Semmerling found Westhoven’s facial complexion suspicious as well; noting acne scars on her face, he believed that she might be a methamphetamine user. He began questioning Westhoven about where she was coming from and where she was heading. Westhoven was visibly anxious during the stop; Semmerling stated that he had  “never seen somebody shaking like that before”.

Westhoven told Semmerling that she had been shopping in Douglas, Arizona and was heading to Tucson. Semmerling believed that her response was odd because “Tucson had better shopping opportunities than Douglas”, and driving on Highway 80 in New Mexico between Douglas and Tucson was an indirect route. During his questioning Semmerling saw that Westhoven had two cell phones in the truck, which he considered to be further evidence that she was smuggling illegal immigrants.

After Semmerling ran Westhoven’s Arizona driver’s license and found no warrants, he requested to search her truck, and she refused. He then called in a canine unit to check her vehicle, and marijuana was found inside the truck. Westhoven was arrested and charged with possession of marijuana with intent to distribute.

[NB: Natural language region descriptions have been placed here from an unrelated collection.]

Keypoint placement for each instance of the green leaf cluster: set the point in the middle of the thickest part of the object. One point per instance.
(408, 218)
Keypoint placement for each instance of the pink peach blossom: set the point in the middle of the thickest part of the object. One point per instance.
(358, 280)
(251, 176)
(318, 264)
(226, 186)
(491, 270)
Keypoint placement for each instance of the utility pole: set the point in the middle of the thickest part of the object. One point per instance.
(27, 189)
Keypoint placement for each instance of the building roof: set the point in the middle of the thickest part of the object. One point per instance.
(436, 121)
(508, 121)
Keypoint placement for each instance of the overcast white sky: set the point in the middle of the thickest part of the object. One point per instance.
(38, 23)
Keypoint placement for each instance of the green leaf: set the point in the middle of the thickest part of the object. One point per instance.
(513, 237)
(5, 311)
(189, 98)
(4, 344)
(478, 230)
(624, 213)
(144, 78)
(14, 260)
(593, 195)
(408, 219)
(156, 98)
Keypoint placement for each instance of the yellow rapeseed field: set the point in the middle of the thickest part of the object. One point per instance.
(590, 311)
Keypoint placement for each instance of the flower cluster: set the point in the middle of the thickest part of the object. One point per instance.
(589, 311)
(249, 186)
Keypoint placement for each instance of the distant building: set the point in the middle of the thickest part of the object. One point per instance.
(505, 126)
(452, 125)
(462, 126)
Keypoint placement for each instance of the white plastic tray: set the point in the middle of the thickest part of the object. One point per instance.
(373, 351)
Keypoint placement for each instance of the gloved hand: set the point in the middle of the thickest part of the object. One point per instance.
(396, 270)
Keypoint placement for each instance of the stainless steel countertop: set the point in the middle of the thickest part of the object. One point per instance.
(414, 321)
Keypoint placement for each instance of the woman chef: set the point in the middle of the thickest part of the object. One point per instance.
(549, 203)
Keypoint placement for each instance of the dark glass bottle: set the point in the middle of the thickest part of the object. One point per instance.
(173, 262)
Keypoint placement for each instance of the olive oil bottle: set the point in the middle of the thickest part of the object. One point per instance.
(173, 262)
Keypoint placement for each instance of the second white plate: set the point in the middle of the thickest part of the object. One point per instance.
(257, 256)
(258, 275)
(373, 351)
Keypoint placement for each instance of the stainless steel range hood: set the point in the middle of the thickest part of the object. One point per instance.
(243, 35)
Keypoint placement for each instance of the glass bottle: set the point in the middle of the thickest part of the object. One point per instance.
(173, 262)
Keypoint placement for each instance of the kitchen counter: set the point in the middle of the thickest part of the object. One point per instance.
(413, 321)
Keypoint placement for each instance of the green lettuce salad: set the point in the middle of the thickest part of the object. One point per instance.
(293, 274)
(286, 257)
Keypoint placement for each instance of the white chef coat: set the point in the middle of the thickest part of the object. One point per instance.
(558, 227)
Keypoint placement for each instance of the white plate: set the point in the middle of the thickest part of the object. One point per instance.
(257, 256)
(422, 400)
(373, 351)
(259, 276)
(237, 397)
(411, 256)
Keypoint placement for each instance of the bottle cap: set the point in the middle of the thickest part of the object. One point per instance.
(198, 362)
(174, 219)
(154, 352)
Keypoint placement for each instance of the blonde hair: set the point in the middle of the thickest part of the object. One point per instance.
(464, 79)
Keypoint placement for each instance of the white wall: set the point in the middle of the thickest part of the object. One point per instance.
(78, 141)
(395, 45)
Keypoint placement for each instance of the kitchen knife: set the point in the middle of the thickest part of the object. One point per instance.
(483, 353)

Westhoven argued that driving with a stiff posture was no justification for being pulled over. Having facial acne, two cell phones, and tinted windows were not in violation of any law. Judge Scott M. Matheson, Jr. of the United States Court of Appeals for the Tenth Circuit stated that none of these characteristics are suspicious on their own. “But when taken together along with driving a vehicle with out-of-state plates in a mountainous smuggling corridor 40-45 miles away from the border, we conclude Agent Semmerling had reasonable suspicion Ms. Westhoven was involved in smuggling activity.”  The three judges of the Tenth Circuit U.S. Court of Appeals upheld the search and threw out Westhoven’s motion to suppress the evidence of marijuana.